No, no hablo del romántico sevillano tardío, ni de sus Rimas hermosas.
A este chico, lo llamamos “Bécquer” porque se llamaba Gustavo Adolfo
y escribía poesía, y era absolutamente nefelibata. Todo en él eran celestes
nubes, y el pelo lacio, largo y liso, y unas manos muy blancas, de ahusados
dedos y delicadeza extraordinaria. No sé si escribía poemas o los
improvisaba por la noche, en mesas perdidas. No sé (como dijo una chica)
si también hacía poesía con el cuerpo. Sé que era muy bello, y que esa
beldad, de la que no parecía darse cuenta, fascinaba a cualquier sexo, sólo
con verlo aparecer, con los rojos pantalones muy ceñidos, como dando
saltitos ágiles, cual si llevara unas invisibles alitas en los tobillos… Si
sonreía, los mármoles se cuarteaban y todos querían ofrecerle quién sabe
qué aventura, que solía aceptar, contigo, conmigo, con quien lo llevara
venturoso al alba… ¿Cómo decir lo que Bécquer y sus manos y su cuerpo
blanco habían sido, fugazmente, en tu vida? Era la magia de la belleza
física sutil, del encanto del aura, y de las palabras dichas en la noche, que
tienen y no tienen sentido… Cierto amanecer, rumbo no sé adónde, le dije
qué harás mañana, mi querido. Me tomó de los hombros, me besó y por
vez primera y última vi sus lágrimas tenues: Mañana, oh amiguito mío,
mañana yo desearía estar muerto. No fue al día siguiente, no, pero pocos
meses después el alado y bello, el mágico Bécquer, desapareció de
nuestras vidas por entero. Muchos recordamos versos y besos suyos
sueltos, pero creo que nadie tuvo una fotografía. Después alguien supo,
ignoro cómo, que Bécquer, el querido Bécquer, apareció muerto en una
humilde mansarda de Ginebra. Medicamentos y rotos papeles eran su
custodia. Fuiste tú quien dijiste (lo recuerdo) si Bécquer se ha ido, se
llevó nuestra juventud con él. Y era muy cierto. Supimos todos que nunca
más volveríamos a ser jóvenes, porque la juventud es un regalo efímero,
raro y extremadamente transitorio. La juventud es aquel Bécquer, sólo
el momento mismo, momento de lirios y golondrinas, desvaneciéndose.
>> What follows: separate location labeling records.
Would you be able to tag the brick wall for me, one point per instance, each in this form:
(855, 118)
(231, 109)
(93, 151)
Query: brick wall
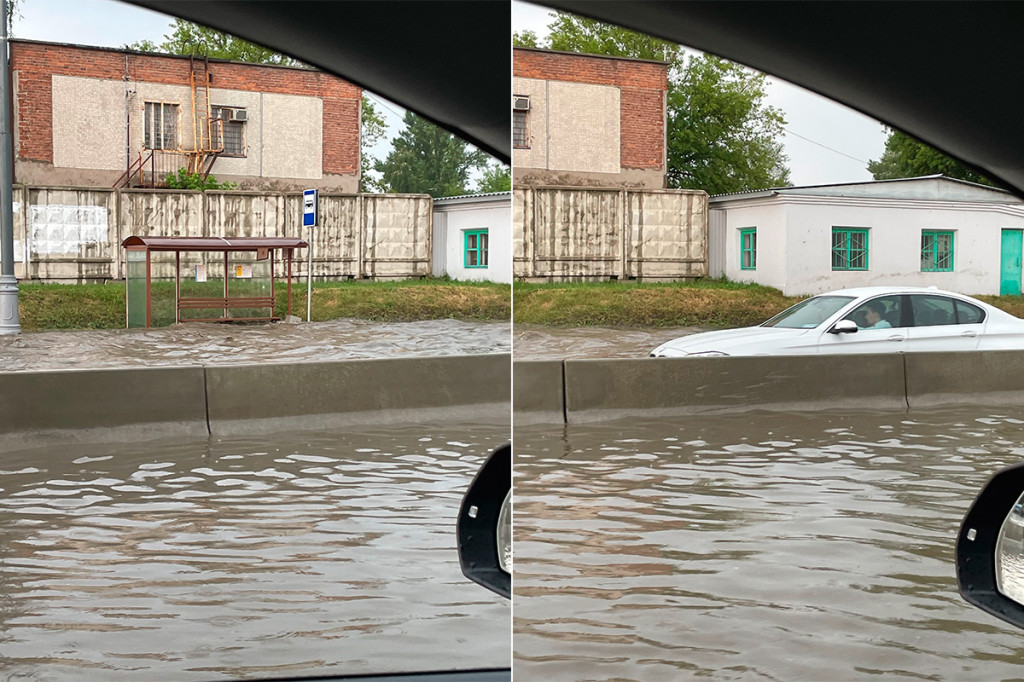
(642, 86)
(34, 64)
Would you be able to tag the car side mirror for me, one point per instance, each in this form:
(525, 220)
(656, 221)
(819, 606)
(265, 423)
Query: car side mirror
(484, 525)
(844, 327)
(990, 548)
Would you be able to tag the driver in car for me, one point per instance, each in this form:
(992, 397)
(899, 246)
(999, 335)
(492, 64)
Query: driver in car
(875, 317)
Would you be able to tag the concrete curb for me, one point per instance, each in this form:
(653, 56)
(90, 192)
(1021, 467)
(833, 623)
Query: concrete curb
(136, 403)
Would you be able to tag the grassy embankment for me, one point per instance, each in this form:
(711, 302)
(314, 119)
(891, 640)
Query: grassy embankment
(705, 303)
(48, 306)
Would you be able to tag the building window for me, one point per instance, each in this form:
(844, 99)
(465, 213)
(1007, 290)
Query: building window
(520, 131)
(161, 126)
(230, 132)
(936, 251)
(476, 248)
(749, 249)
(849, 249)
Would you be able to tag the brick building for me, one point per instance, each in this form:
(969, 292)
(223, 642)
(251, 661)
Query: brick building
(588, 120)
(101, 117)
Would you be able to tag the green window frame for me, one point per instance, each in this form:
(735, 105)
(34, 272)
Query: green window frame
(749, 249)
(849, 249)
(936, 251)
(475, 252)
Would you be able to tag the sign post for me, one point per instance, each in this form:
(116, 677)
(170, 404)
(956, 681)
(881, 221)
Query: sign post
(310, 208)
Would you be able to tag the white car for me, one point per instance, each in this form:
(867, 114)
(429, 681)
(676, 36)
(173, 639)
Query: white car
(866, 320)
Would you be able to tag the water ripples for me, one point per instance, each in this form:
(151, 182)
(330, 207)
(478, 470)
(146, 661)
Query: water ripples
(295, 554)
(778, 547)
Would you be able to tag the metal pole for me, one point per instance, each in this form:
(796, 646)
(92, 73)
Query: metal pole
(309, 276)
(9, 322)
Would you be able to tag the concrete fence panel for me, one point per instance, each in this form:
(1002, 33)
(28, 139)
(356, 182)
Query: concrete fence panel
(74, 235)
(396, 236)
(562, 233)
(70, 233)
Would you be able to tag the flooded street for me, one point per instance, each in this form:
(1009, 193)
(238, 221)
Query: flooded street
(753, 547)
(540, 342)
(296, 554)
(238, 344)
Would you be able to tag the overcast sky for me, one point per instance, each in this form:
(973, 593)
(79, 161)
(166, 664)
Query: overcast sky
(112, 24)
(813, 123)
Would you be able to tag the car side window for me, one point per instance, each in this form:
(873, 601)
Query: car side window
(883, 312)
(968, 313)
(933, 310)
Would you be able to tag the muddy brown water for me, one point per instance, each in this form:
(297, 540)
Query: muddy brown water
(198, 343)
(295, 554)
(539, 342)
(756, 547)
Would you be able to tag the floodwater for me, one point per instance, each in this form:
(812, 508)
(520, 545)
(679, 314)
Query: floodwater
(198, 343)
(756, 547)
(539, 342)
(289, 555)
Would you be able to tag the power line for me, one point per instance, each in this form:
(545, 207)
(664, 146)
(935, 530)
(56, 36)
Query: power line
(825, 146)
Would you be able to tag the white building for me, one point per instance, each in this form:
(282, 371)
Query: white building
(929, 230)
(473, 237)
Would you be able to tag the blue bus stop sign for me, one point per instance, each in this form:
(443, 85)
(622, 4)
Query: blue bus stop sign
(309, 205)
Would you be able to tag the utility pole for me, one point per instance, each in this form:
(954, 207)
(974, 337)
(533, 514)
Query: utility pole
(9, 322)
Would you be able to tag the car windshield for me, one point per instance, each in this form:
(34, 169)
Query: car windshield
(809, 313)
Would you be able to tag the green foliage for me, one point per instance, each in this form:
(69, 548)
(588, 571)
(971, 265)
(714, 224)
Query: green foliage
(496, 177)
(185, 180)
(907, 157)
(188, 38)
(373, 128)
(427, 159)
(524, 39)
(722, 136)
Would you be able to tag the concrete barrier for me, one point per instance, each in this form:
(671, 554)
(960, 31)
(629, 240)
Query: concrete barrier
(538, 392)
(313, 395)
(61, 407)
(98, 405)
(601, 389)
(992, 377)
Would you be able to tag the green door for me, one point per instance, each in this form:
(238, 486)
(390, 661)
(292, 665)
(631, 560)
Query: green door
(1010, 270)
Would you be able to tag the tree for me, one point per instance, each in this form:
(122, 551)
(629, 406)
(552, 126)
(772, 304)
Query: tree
(497, 177)
(372, 130)
(907, 157)
(188, 38)
(722, 136)
(429, 160)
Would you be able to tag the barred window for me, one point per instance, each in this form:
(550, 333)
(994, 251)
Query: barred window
(230, 132)
(161, 126)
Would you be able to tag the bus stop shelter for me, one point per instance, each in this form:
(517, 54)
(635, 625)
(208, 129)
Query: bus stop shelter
(214, 279)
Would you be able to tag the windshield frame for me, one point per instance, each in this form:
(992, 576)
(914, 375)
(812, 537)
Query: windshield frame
(842, 300)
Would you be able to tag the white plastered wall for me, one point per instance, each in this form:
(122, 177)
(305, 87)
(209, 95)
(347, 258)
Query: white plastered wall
(89, 123)
(497, 218)
(770, 220)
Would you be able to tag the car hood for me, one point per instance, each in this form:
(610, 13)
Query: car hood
(744, 341)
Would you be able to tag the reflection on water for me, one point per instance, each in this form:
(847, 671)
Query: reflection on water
(294, 554)
(196, 343)
(779, 547)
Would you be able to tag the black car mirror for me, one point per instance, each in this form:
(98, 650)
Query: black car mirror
(844, 327)
(484, 525)
(990, 548)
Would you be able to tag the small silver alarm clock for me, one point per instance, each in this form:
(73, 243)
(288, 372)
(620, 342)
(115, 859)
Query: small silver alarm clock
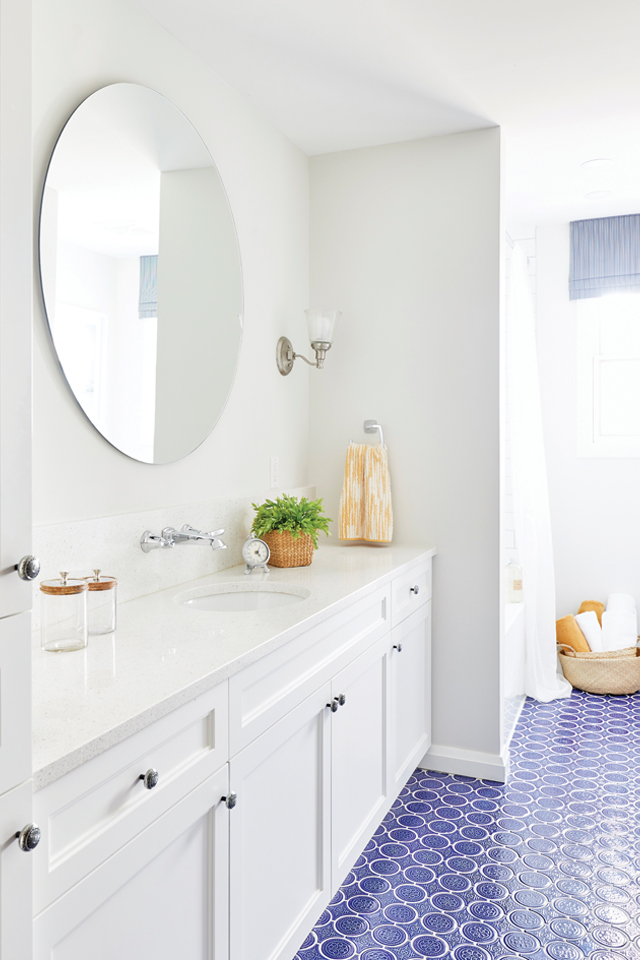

(Marlene Dietrich, la fabulosa, murió con noventa años en un barrio rico
de París, pero en un apartamento pequeño, que nada tenía o casi nada.
Era casi pobre, la había abandonado todo, tal el glamur, menos el
alcohol y los benditos somníferos. Marlene ya no era Marlene, ni Lilí…
No quieras tan funesto destino, mi amigo. Recuerda a Bécquer, toma el
beso y el largo cuerpo de Gustavo Adolfo, hermoso: Ese, ese es el camino.)